Updated: Apr 2, 2019
Wondering who this new celebrity chef Hattie Holter is? Don’t bother searching for her on the internet! Hattie Holter and her husband Frank owned a homestead farm in Burnett County, Wisconsin. Their farm was the last house we passed on our way to our family cabin in the area. As a child in the 1970’s and 80’s one of my favorite cabin memories was the Arna Town Hall Bake sale each Saturday from the first weekend of May to Labor day. Local residents would bake all sorts of family favorites – bread, dinner rolls, pies, cakes, cookies, brownies, doughnuts, jams, jellies and more. You could also buy fresh eggs and any fruit that was in season. It was such a treat to drive down the dirt road and walk into the old town hall – visit with the retired farmers and their wives, share a cup of percolator coffee (Frank would say “Just a dime in the kitty buys you a cup of joe!”) and listen to the local gossip.

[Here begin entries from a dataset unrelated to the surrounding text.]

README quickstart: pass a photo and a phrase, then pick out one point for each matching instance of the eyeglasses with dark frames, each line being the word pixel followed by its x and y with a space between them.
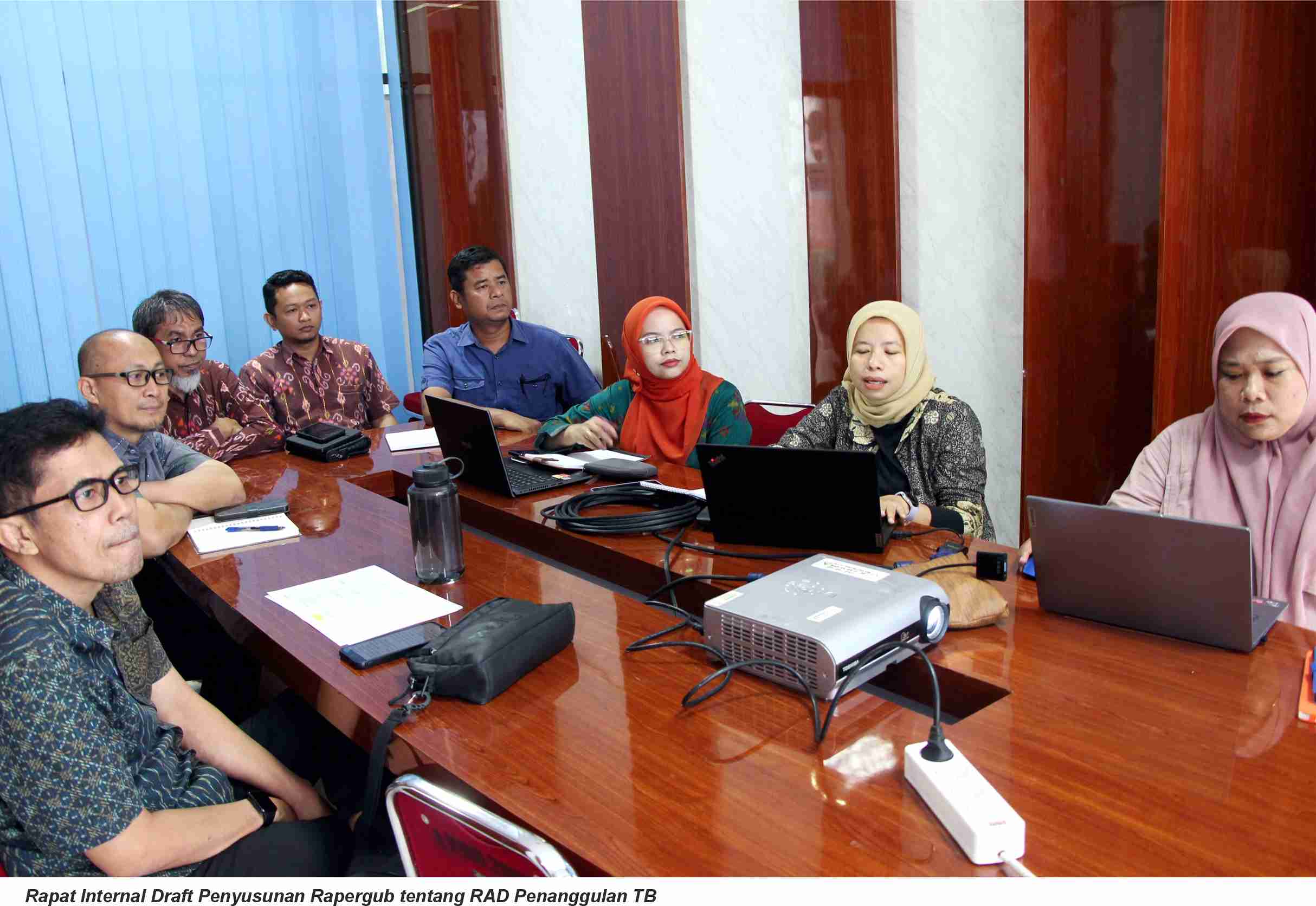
pixel 140 377
pixel 182 346
pixel 91 494
pixel 675 337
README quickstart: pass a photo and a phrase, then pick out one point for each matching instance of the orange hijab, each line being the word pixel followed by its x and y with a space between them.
pixel 665 416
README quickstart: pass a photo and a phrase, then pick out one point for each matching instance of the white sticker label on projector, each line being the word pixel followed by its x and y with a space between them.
pixel 727 597
pixel 859 571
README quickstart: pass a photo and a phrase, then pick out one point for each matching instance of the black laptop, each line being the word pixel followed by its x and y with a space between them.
pixel 468 433
pixel 1157 574
pixel 820 500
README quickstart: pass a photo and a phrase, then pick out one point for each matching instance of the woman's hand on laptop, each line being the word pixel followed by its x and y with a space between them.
pixel 597 433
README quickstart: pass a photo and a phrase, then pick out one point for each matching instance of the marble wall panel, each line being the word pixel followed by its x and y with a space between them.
pixel 960 76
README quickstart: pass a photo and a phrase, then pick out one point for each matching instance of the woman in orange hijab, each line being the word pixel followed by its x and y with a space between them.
pixel 663 405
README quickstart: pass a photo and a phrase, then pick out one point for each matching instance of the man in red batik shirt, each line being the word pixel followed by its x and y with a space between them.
pixel 207 411
pixel 307 378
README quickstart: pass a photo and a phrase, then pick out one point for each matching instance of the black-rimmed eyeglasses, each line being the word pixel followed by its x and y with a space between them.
pixel 91 494
pixel 140 377
pixel 182 346
pixel 675 337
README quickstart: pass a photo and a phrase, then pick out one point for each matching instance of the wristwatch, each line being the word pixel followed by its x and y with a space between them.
pixel 912 506
pixel 263 805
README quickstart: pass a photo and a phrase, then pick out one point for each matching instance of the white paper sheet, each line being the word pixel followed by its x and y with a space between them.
pixel 399 441
pixel 210 535
pixel 361 604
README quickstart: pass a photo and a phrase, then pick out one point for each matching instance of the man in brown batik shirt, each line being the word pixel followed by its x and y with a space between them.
pixel 307 378
pixel 207 411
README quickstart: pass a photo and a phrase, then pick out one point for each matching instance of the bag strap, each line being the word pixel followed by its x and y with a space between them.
pixel 417 700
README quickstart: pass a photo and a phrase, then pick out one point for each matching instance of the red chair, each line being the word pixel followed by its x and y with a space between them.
pixel 441 834
pixel 769 426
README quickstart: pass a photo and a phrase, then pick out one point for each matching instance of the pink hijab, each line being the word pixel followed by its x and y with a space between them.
pixel 1268 487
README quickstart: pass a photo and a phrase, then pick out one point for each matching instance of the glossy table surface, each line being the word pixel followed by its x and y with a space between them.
pixel 1126 754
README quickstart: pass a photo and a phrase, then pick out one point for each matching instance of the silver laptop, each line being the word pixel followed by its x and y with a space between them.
pixel 1157 574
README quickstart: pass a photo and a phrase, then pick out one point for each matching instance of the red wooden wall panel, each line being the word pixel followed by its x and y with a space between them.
pixel 1092 242
pixel 1240 178
pixel 632 72
pixel 852 171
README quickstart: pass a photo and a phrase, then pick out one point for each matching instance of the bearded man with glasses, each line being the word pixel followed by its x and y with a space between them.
pixel 205 405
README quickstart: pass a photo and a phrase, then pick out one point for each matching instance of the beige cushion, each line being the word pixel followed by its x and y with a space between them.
pixel 973 601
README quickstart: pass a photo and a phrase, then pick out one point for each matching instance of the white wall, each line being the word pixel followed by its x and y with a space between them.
pixel 745 193
pixel 548 144
pixel 960 81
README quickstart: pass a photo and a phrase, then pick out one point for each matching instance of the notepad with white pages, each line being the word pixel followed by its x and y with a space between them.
pixel 362 604
pixel 403 441
pixel 211 537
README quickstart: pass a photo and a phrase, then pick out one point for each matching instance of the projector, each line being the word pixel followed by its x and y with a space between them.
pixel 820 616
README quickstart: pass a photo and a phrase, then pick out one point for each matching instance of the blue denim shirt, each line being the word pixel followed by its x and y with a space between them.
pixel 537 374
pixel 82 749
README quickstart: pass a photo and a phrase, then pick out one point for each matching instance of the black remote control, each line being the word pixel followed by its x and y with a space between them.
pixel 383 649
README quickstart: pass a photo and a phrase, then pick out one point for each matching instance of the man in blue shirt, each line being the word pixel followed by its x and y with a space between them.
pixel 521 372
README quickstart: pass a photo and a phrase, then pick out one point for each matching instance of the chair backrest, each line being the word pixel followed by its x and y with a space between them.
pixel 611 370
pixel 766 425
pixel 441 834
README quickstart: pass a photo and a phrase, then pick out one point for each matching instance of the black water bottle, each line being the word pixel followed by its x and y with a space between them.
pixel 436 522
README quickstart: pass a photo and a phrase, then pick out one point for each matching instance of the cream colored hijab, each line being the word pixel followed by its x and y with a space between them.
pixel 918 379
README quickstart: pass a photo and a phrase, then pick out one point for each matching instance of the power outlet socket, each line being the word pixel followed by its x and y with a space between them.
pixel 976 814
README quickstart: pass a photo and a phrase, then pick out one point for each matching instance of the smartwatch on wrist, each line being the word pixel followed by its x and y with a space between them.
pixel 908 500
pixel 263 805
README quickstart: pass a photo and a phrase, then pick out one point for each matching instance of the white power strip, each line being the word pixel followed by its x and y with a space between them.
pixel 976 814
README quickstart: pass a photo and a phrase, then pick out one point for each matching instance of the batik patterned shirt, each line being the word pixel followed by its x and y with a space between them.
pixel 82 749
pixel 343 386
pixel 941 450
pixel 219 396
pixel 724 423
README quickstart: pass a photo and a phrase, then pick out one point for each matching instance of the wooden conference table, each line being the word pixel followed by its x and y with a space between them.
pixel 1126 754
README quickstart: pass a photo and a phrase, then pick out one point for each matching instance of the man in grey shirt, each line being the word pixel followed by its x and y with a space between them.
pixel 123 375
pixel 121 372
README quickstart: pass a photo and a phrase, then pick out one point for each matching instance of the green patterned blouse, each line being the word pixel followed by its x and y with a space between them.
pixel 726 421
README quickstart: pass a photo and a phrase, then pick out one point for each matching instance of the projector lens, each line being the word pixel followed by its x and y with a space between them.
pixel 935 620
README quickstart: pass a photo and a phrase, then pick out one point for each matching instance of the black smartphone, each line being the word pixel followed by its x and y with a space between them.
pixel 323 432
pixel 383 649
pixel 251 510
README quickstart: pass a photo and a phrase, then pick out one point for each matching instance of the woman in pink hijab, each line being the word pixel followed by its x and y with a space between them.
pixel 1250 458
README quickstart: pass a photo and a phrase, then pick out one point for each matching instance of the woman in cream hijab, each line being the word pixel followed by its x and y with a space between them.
pixel 932 466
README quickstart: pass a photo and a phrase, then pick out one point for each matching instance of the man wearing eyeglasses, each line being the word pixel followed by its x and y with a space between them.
pixel 111 763
pixel 205 408
pixel 124 378
pixel 121 374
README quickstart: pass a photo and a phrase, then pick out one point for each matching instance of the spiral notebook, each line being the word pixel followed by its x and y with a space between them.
pixel 211 537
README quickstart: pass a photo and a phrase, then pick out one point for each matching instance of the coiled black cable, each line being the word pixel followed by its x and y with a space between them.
pixel 670 512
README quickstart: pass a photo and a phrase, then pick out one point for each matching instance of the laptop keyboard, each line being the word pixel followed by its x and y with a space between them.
pixel 527 480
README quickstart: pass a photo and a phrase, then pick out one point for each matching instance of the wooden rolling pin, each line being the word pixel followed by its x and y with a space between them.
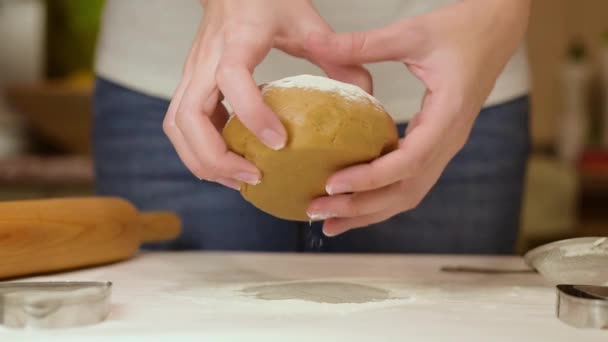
pixel 42 236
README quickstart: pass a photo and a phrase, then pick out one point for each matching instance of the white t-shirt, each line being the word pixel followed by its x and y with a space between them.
pixel 143 45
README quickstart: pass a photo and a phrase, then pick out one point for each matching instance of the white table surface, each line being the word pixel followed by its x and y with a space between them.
pixel 200 297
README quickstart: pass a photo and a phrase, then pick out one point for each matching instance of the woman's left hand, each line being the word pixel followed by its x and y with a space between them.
pixel 458 52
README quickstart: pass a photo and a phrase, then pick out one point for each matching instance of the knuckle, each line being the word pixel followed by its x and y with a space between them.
pixel 419 164
pixel 240 33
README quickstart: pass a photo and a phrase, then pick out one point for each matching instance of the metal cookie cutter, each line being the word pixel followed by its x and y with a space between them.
pixel 54 304
pixel 583 306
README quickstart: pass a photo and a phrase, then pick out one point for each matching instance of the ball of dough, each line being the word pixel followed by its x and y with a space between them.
pixel 330 125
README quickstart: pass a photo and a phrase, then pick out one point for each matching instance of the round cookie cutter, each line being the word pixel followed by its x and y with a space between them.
pixel 47 305
pixel 583 306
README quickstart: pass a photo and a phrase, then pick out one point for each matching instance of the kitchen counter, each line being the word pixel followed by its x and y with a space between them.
pixel 307 297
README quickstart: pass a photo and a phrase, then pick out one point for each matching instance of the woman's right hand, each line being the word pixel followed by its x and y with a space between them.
pixel 233 38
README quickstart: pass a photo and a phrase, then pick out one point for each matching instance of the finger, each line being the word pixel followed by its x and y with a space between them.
pixel 390 43
pixel 230 183
pixel 357 204
pixel 234 78
pixel 203 137
pixel 415 154
pixel 177 140
pixel 337 226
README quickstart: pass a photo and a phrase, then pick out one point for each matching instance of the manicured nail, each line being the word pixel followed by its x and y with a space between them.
pixel 339 188
pixel 320 216
pixel 249 178
pixel 273 139
pixel 230 183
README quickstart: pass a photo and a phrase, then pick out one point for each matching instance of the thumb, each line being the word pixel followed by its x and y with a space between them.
pixel 391 43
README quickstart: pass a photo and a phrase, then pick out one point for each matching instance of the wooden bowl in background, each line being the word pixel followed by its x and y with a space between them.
pixel 60 111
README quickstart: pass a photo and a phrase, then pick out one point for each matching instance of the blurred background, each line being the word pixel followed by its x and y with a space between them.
pixel 46 81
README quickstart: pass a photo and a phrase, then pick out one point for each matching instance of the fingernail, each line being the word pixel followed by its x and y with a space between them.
pixel 339 188
pixel 249 178
pixel 273 139
pixel 320 216
pixel 328 234
pixel 230 183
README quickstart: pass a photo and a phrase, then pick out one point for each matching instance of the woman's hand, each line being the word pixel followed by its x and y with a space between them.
pixel 233 38
pixel 458 52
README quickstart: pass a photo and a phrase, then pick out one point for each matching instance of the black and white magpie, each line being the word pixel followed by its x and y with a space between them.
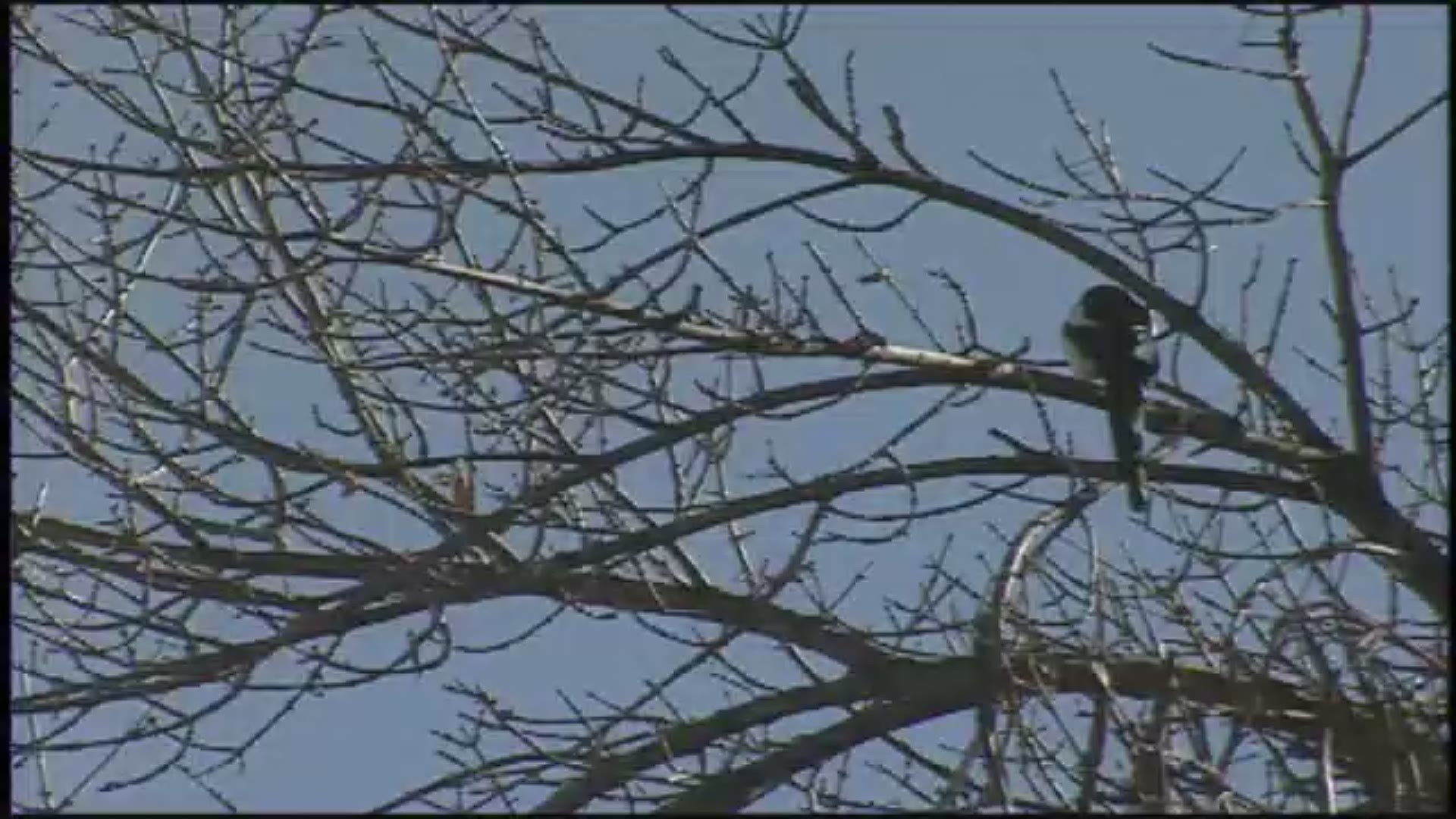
pixel 1107 337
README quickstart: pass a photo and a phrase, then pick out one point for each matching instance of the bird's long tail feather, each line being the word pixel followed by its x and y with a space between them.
pixel 1122 413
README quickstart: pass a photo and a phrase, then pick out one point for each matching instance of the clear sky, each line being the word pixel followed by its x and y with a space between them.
pixel 962 77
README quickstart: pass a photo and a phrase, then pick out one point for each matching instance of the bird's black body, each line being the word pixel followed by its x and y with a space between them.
pixel 1107 338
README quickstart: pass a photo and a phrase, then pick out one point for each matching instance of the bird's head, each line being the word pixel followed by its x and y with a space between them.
pixel 1112 306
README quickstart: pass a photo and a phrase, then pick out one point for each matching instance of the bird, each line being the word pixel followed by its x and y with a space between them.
pixel 1107 337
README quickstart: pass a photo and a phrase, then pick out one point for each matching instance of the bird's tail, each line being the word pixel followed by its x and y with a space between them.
pixel 1128 445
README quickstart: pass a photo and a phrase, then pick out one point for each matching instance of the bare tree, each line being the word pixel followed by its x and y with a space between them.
pixel 551 400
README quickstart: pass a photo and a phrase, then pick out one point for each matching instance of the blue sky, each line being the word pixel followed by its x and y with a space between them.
pixel 962 77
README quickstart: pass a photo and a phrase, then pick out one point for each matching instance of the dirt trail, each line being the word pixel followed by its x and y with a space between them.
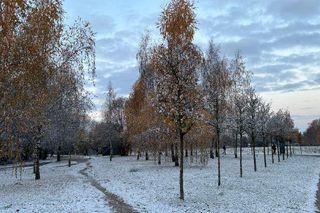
pixel 318 198
pixel 115 202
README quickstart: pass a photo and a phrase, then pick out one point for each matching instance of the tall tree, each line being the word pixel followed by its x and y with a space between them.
pixel 175 62
pixel 262 126
pixel 252 121
pixel 216 85
pixel 108 114
pixel 34 47
pixel 241 85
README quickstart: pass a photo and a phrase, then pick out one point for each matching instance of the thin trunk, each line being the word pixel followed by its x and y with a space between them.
pixel 240 154
pixel 181 166
pixel 166 152
pixel 278 148
pixel 254 152
pixel 287 149
pixel 59 154
pixel 211 149
pixel 236 147
pixel 283 150
pixel 290 148
pixel 271 142
pixel 159 158
pixel 264 151
pixel 176 158
pixel 69 161
pixel 218 149
pixel 172 153
pixel 111 152
pixel 37 155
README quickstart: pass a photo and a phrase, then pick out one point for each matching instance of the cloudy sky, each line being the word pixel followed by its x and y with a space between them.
pixel 279 39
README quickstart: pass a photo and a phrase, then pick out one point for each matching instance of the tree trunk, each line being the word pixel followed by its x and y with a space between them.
pixel 290 148
pixel 217 152
pixel 59 154
pixel 236 147
pixel 172 153
pixel 218 149
pixel 254 151
pixel 287 149
pixel 278 148
pixel 110 144
pixel 176 158
pixel 211 149
pixel 37 155
pixel 240 154
pixel 181 166
pixel 284 148
pixel 69 161
pixel 159 158
pixel 166 152
pixel 264 152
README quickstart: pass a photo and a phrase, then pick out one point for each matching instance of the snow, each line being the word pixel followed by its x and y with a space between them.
pixel 61 189
pixel 288 186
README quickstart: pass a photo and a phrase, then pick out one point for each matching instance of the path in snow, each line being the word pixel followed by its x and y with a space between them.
pixel 60 189
pixel 115 202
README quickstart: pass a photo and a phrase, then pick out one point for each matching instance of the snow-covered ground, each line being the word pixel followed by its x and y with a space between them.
pixel 288 186
pixel 60 189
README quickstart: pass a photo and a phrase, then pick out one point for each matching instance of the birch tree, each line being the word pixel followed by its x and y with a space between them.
pixel 175 62
pixel 241 85
pixel 216 85
pixel 263 121
pixel 252 121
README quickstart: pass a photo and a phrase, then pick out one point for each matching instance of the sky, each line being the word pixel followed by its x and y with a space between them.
pixel 280 41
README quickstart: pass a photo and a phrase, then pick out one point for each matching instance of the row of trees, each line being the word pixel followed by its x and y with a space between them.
pixel 183 95
pixel 44 65
pixel 312 134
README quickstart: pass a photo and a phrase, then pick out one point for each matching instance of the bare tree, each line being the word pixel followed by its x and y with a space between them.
pixel 216 85
pixel 175 63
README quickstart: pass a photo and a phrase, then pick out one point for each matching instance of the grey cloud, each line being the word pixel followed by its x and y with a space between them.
pixel 116 49
pixel 273 68
pixel 294 9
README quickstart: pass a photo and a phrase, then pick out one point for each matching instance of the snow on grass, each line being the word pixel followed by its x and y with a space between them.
pixel 288 186
pixel 61 189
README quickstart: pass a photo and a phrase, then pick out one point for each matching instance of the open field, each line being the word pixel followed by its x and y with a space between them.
pixel 288 186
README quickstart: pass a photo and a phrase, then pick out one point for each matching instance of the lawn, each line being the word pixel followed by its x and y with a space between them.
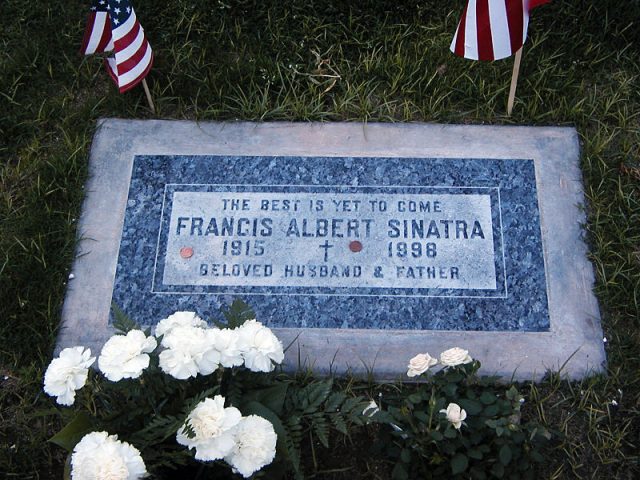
pixel 319 60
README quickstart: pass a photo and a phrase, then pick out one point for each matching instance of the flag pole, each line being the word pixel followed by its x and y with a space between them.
pixel 148 94
pixel 514 81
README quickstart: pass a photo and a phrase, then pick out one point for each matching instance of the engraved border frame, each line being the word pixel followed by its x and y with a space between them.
pixel 574 342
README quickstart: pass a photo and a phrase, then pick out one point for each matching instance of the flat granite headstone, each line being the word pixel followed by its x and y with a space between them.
pixel 363 244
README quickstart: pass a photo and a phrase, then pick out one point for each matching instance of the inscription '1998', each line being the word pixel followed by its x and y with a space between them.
pixel 429 239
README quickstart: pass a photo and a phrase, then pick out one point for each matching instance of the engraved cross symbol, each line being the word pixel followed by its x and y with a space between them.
pixel 326 245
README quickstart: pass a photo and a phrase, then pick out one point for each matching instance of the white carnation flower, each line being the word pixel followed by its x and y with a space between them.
pixel 455 356
pixel 255 446
pixel 214 427
pixel 455 414
pixel 189 351
pixel 68 373
pixel 100 456
pixel 259 346
pixel 420 364
pixel 225 341
pixel 125 356
pixel 179 319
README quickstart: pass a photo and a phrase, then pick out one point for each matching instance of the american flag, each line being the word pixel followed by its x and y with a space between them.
pixel 492 29
pixel 113 26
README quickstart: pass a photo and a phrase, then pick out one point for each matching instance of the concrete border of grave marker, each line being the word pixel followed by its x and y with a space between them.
pixel 575 336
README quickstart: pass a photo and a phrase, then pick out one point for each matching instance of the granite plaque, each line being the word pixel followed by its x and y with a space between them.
pixel 367 254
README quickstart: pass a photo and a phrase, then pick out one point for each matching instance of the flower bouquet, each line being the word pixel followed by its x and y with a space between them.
pixel 188 397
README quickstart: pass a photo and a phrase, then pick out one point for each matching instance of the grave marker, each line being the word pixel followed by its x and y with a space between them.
pixel 368 244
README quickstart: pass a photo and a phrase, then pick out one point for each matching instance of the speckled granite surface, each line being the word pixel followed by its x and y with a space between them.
pixel 529 336
pixel 517 303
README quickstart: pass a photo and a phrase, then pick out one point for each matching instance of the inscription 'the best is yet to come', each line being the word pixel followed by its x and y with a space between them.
pixel 377 239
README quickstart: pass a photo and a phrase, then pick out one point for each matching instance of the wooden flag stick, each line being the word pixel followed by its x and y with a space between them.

And then there was the business part – picking out the dessert for the evening meal at the cabin, or the eggs for breakfast the next morning. My favorite were the rare homemade cake donuts – Marie, a lovely white haired lady from the Town of Markville made them just before opening time – since she lived across the road from the town hall… they moved fast and we had to get there early, But even if we missed out on the doughnuts, there were always other desserts – cakes, sweet breads, coffee cakes, and bars.
But the pies were the crowning glory of the bake sale. Following seasonal produce schedule, we were treated to all sorts of fruit pies – Raspberry, strawberry, blackberry, apple and more. The berries came from the brambles that line the dirt roads in Pine and Burnett Counties (which we still harvest from every year)… Apples came from apple trees originally planted by homesteaders in the earlier part of the century – they were far from the “fruit stand beauties” we know of today!
Now – Specifically Hattie’s Strawberry Rhubarb Pie – so special because Rhubarb and strawberries were the first fruit available in the spring season. Every farmhouse had a rhubarb plant in the yard and it sprung to life before the final snow melted. Hattie and Frank’s farm also had a wild strawberry patch next to the barn – and while the strawberries were tiny little alpine variety – no bigger than the tip of your pinky finger – they packed a great punch of flavor. Some of the first pies of the season were more rhubarb than strawberry!
This Recipe is my version of Hattie’s Pie – developed from my taste bud memories. Pretty simple, really, and I’ve kept the crust a no-fuss fork crimp – down to earth just like the folks I met in Markville on those warm summer days.
This homespun Strawberry Rhubarb pie is a staple in recipe boxes in the Midwest. Strawberries and added sugar offset the tartness of the rhubarb. A touch of vanilla rounds out the flavor. And of course, the sprinkle of sugar on the crust and a dollop of vanilla ice cream make this a perfect end to an early summer meal! This recipe makes enough filling for a regular 9 inch pie pan. If you would like to create a deep dish version, increase proportions of crust dough, berries, rhubarb, sugar and cornstarch by 25-50%.
2 pods Pappy's Frozen Pie Dough Thawed but still chilled
2 cups fresh strawberries, sliced (Frozen strawberries will work as well)
2 cups fresh rhubarb, sliced
1 cup sugar
5 tablespoons cornstarch
1 teaspoon pure vanilla extract
1/4 teaspoon salt
1 egg for egg wash of the crust
1 tablespoons decorator sugar for crust topping
1. Assemble ingredients and preheat oven to 425 degrees
2. Roll out bottom crust and place in regular 9" pie tin.
3. Combine Rhubarb and Strawberries in a large mixing bowl.
4. Add sugar, cornstarch, vanilla, and salt. Mix well making sure the cornstarch is mixed throughout the fruit.
5. Roll out top crust - it should be a circle about 12" in diameter.
6. Stir the fruit mixutre again to ensure the sugar and cornstarch are evenly distribute. Pour mixture into prepared pie crust tin. Fold the top crust in half, then again. Place the folded pie crust on top of the fruit mixture.
7. Trim the excess crust and crimp as desired. Cut steam vents in the crust - make them large enough for enough steam to escape, which helps the pie filling thicken.
8. Beat the egg with a tablespoon of water. BRush the top of the pie and sprinkle with sugar.
9. Place on top of a cookie sheet to catch any filling that escapes. Place in oven. Bake at 425 degrees for 15 minutes. Lower oven temp to 375 and complete cooking for 35-45 minutes, or until crust is brown and the filling is bubbly. If crust is browning too quickly, protect edges with aluminum foil strips.
10. When pie is done, cool on wire rack until room temp.
11. Slice and servie with vanilla ice cream.